Je ne parviens plus à dormir depuis trois jours. J’ai retrouvé une note d’un journal. Le texte a presque été effacé. Il y a inscrit 1993.
 
En 1993, aussi loin que je m’en souvienne, on pouvait disparaître sans raison. Je me rappelle vaguement du même trajet emprunté en voiture, où l’horizon semblait attaché à un point fixe, et le décor déjà détérioré par la faune. Je passais souvent devant la même résidence, en noir et blanc, elle me semble l’avoir toujours été, des palmiers devant le grillage et une voiture à la verticale, une Honda CRX.

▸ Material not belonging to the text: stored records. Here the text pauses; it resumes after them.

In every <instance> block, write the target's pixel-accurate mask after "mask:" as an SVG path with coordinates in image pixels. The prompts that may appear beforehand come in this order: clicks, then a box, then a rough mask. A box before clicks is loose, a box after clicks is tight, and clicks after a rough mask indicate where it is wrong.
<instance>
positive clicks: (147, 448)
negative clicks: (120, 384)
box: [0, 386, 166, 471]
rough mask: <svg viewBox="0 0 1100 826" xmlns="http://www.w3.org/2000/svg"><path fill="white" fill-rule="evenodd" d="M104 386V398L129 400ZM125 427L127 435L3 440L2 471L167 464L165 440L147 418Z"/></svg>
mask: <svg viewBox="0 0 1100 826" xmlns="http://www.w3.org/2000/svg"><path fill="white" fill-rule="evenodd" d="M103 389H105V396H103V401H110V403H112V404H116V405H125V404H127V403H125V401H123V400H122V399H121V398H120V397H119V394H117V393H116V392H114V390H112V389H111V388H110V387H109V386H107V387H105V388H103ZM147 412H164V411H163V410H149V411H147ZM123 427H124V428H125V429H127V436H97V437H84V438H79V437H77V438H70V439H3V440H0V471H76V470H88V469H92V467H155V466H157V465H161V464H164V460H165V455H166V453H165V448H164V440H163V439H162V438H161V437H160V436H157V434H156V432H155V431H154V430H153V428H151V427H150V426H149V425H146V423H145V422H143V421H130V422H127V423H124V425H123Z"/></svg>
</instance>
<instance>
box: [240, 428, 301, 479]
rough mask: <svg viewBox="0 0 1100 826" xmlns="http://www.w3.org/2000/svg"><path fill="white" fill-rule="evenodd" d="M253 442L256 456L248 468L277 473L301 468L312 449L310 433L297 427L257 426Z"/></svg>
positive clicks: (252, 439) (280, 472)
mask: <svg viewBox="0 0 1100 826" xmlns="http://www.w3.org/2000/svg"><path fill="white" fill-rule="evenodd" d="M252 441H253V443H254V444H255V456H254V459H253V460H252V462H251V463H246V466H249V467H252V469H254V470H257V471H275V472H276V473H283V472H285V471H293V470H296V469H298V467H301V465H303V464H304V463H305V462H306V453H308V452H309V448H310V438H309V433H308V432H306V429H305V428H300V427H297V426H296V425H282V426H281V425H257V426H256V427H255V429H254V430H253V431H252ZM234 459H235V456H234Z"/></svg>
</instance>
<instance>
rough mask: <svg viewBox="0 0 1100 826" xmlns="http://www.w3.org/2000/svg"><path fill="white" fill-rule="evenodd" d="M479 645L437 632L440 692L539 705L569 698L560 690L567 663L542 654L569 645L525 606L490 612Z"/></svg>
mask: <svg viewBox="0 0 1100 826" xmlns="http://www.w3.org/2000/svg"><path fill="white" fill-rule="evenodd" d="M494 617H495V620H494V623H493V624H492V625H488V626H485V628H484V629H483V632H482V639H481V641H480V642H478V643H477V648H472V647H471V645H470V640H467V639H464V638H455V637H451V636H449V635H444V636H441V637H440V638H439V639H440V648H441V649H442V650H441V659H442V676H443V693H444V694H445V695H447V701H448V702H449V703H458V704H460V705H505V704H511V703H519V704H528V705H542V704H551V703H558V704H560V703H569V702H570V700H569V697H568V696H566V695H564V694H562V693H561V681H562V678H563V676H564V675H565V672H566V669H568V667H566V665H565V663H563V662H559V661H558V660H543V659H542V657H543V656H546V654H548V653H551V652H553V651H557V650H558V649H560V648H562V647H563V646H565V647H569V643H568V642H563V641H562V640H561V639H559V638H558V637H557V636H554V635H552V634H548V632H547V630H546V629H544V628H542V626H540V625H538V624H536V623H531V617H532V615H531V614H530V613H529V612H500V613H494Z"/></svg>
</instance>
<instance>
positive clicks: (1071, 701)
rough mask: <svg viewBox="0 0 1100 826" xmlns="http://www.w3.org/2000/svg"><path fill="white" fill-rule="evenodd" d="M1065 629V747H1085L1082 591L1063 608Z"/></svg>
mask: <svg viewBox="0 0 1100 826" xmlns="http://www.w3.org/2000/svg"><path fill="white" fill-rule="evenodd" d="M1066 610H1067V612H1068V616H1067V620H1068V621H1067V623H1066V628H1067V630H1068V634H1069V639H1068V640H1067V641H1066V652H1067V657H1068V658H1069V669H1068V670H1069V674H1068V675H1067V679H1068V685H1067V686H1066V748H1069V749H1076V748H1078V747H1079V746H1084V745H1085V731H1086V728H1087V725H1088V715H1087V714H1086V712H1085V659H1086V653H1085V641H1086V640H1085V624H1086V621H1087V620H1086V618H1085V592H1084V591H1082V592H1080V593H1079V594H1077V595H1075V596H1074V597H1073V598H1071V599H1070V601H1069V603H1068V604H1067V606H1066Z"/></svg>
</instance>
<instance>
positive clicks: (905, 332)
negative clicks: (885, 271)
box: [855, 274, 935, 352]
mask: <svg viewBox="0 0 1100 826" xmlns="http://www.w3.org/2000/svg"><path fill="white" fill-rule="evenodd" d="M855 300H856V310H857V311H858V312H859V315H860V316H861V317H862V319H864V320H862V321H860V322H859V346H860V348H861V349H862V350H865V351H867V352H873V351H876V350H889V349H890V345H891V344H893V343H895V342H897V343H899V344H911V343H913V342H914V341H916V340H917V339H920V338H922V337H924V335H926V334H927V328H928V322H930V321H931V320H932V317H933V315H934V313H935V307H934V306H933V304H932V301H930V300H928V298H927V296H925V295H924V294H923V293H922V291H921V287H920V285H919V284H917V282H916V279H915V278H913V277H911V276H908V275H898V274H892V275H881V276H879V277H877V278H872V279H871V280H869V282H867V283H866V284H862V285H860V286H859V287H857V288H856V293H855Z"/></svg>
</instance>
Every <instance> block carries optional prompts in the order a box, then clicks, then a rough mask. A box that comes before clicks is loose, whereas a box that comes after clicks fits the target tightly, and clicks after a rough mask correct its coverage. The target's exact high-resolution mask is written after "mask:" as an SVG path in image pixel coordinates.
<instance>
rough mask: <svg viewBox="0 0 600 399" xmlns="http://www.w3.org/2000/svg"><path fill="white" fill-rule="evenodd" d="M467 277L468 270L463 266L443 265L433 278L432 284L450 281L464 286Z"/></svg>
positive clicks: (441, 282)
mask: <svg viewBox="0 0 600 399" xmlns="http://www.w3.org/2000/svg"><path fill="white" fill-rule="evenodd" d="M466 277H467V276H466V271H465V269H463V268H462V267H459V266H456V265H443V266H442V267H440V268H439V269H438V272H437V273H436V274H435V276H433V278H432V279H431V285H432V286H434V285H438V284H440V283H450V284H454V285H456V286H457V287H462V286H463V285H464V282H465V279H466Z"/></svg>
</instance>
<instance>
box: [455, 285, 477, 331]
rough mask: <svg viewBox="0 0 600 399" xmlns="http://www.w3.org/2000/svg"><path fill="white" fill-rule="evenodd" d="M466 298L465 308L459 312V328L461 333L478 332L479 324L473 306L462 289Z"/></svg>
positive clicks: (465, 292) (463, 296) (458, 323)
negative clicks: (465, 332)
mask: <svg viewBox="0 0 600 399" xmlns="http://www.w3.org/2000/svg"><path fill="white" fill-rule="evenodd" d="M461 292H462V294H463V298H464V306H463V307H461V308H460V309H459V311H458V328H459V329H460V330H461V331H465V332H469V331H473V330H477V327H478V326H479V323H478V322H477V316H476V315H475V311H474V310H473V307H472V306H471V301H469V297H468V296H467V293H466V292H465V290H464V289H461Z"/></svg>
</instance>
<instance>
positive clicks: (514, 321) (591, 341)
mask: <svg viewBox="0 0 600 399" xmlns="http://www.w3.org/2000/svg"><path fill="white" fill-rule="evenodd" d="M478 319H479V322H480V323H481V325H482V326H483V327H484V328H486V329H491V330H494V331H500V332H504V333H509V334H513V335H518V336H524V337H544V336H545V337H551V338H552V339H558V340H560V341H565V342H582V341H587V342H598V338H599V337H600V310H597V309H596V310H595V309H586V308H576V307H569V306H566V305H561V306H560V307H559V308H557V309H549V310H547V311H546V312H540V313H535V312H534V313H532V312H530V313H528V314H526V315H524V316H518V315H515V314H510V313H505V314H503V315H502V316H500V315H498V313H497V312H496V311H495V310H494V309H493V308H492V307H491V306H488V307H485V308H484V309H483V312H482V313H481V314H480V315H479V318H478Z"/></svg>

C’est une de ces années vides, où l’on rentre épuisé, où l’on entend le bruit des couverts, l’agitation des draps, la voix du présentateur au JT, l’armoire se fermer sur les chemises de la veille, et les mégots de cigarette s’accumuler dans des verres attaqués par la moisissure.
 
Je vous retranscris ici un extrait de ce que je peux encore lire aujourd’hui :
 
« Un sourd bruit emplit la salle du restaurant depuis presque une heure. A peine ai-je pu reconnaître mes chaussures sous la nappe, que les invités ont fui. Les conversations ont cessé, les couverts ont disparu.
J’ai comme un nœud dans la gorge qui m’empêche de parler sans trembler. Pourtant je n’ai pas froid. Déjà plus personne et l’impression de vivre des jours d’errance. Le soleil est revenu mais j’ai l’amertume, l’amertume de ne plus accorder d’importance aux mots. Je l’aime en silence, en secret, et je me prête à penser que c’est une forme de romantisme.
Aucun éloge, aucun applaudissement. Les quinze minutes sont passées, fermeture des rideaux. Peut-on autant côtoyer le silence sans heurter le vide ?
Je deviens qui je suis. Je dois travailler et je dois mourir. Je passe mes journées à écrire, à essuyer des ratures, à les appuyer avec résignation. La vanité est une poussière dans l’œil.

 
Le ciel étoilé, noir, la lumière jaune filtrant les arbres de ma jeunesse, l’humidité de la terre mauve sur laquelle se déposent des couleurs pastels.
 
Dois-je apprendre à dire adieu ? En sortant du restaurant, je vois des bancs, des cafés bondés, des appartements encore illuminés, je me rappelle des plages calmes et des landes ventées ; parmi les visages, je ne reconnais plus personne.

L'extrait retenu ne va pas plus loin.